First and foremost, it’s important to note that you CANNOT make physical improvements to the wetland itself. There are a number of local agencies that you need to work with to ensure that your plans are acceptable. And if there happens to be an endangered species living on your property, you will be extremely limited as to what you can do with the land.
Some of the agencies that you’ll need to work with include:
* State EPA
* Corps of Engineers
* County planning/development departments
* DNR (Department of Natural Resources)
Before you consider purchasing wetland, get in touch with these agencies first to find out more information on local laws and regulations regarding the use of wetlands in your area. You’ll also need to ensure that an environmental test is performed on the land before buying.
Possible Complications of Buying Wetlands
Again, wetlands can have value, but you need to fully understand what you’re getting into before purchasing. Just like any other land investment, there are some properties that are smart investments, and others that are simply bad. Making the wrong decision when buying wetlands can cause you even more issues than with regular, solid land.
Take Kurt A. Lorenz, for example. He purchased a partially cleared lot in Virginia for over $300,000 with plans to build a home and a horse barn.
Kurt failed to hire a consultant to check for any environmental issues with the property, and he never asked the seller to disclose environmental conditions that would have a negative impact on his use of the property. Moreover, Virginia does not require the disclosure wetlands when selling property.
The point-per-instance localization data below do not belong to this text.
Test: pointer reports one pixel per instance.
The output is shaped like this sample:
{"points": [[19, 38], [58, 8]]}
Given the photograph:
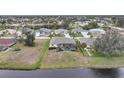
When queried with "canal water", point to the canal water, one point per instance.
{"points": [[64, 73]]}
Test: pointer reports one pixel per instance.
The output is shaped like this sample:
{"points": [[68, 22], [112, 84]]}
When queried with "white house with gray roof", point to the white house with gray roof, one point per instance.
{"points": [[65, 44], [88, 41], [43, 32]]}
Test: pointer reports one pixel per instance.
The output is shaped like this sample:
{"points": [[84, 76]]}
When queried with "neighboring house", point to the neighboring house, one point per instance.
{"points": [[43, 32], [60, 31], [87, 41], [6, 43], [63, 43]]}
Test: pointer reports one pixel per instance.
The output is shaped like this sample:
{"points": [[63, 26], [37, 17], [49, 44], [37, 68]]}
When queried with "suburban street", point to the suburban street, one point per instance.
{"points": [[64, 73]]}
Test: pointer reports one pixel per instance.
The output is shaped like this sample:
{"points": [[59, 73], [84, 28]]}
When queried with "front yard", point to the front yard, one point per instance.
{"points": [[40, 57], [66, 59]]}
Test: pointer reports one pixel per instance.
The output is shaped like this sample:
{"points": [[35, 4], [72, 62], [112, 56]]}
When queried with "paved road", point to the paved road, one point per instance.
{"points": [[63, 73]]}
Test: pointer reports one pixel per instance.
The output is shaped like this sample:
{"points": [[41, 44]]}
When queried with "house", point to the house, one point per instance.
{"points": [[43, 32], [77, 30], [88, 41], [85, 34], [6, 43], [60, 31], [63, 43], [97, 32]]}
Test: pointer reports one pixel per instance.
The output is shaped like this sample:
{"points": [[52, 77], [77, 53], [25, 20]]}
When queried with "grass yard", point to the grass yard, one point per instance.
{"points": [[66, 59], [26, 58]]}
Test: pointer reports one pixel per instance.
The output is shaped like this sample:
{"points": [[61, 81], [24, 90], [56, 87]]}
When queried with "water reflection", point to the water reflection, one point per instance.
{"points": [[106, 73]]}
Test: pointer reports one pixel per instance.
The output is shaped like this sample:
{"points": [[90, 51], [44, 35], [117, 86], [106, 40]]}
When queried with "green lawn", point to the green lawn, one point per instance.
{"points": [[26, 58], [77, 60]]}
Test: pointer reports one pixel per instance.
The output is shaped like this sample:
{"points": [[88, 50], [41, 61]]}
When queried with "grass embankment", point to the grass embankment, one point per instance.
{"points": [[26, 59], [43, 54]]}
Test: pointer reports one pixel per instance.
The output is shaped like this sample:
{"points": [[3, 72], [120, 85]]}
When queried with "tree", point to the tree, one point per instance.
{"points": [[110, 44]]}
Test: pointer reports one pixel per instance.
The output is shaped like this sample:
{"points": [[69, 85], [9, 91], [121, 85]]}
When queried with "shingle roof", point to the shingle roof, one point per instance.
{"points": [[88, 41], [7, 42], [58, 40]]}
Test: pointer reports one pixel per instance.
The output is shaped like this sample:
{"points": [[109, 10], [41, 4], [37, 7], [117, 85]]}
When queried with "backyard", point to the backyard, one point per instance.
{"points": [[26, 58]]}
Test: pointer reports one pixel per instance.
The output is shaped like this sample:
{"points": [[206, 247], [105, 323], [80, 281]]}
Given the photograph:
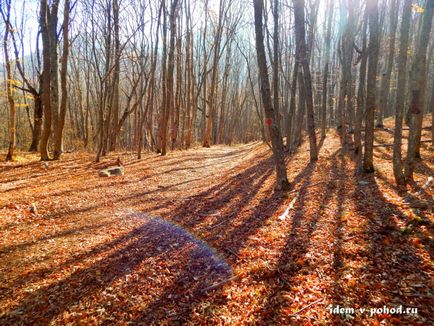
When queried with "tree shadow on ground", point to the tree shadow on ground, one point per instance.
{"points": [[222, 233], [156, 245]]}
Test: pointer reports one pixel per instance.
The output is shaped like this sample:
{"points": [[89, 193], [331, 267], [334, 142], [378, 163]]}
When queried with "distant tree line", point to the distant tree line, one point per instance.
{"points": [[162, 75]]}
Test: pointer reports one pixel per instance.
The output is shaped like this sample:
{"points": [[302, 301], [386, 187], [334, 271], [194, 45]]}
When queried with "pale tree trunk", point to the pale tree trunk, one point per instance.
{"points": [[276, 139], [191, 97], [418, 89], [52, 20], [224, 94], [400, 94], [114, 137], [58, 132], [9, 79], [361, 93], [45, 85], [385, 82], [304, 62], [212, 92], [346, 57], [168, 102], [368, 158], [330, 7], [276, 63], [290, 134]]}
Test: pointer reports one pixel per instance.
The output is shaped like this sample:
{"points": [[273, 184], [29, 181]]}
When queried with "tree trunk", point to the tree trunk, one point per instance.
{"points": [[400, 94], [361, 93], [330, 7], [276, 139], [46, 81], [58, 133], [9, 79], [418, 89], [368, 158], [385, 82], [304, 61]]}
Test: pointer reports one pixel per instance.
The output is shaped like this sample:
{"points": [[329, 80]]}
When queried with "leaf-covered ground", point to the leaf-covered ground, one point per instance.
{"points": [[200, 237]]}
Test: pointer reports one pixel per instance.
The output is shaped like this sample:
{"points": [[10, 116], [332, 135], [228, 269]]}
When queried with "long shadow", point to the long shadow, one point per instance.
{"points": [[393, 260], [303, 225], [156, 239], [230, 239], [189, 213], [65, 233]]}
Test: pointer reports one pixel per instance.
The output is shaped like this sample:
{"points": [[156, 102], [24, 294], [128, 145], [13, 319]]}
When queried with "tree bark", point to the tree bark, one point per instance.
{"points": [[368, 158], [418, 89], [9, 79], [304, 62], [58, 133], [400, 94], [385, 82], [276, 139]]}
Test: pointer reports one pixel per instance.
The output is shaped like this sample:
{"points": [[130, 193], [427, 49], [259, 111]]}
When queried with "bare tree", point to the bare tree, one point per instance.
{"points": [[304, 62], [418, 89], [276, 139], [368, 158]]}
Unbeknownst to him, much of the property contained wetland.
Kurt went ahead with his plans to start building, and did so without a permit. But when the state’s Department of Environmental Quality was inspecting a group of wetlands on the site adjacent to the property, inspectors noticed Kurt’s work. Immediately they shut his work down, and he was fined nearly $23,000. On top of this, they assessed that he owed an additional $50,000 to restore the wetlands that he had cleared. Kurt attempted to sue the seller and the seller’s broker, but his efforts were unsuccessful.
Kurt is partially to blame for his misfortune. If he performed his due diligence, he would’ve learned early on that the property contained wetlands and that he would be restricted by what he can do with the land. Failure to thoroughly research a piece of land before buying is a terrible mistake – no matter what type of land you’re looking to purchase.
The bottom line is this: wetlands can hold perceived value, but it’s all dependent on the individual property. People love the privacy and wildlife wetlands offers. But they restrict what you can and can’t do with the land. If the property is primarily wetlands, you may want to reconsider as you’ll gain little resale value, and won’t be able to do much with the property.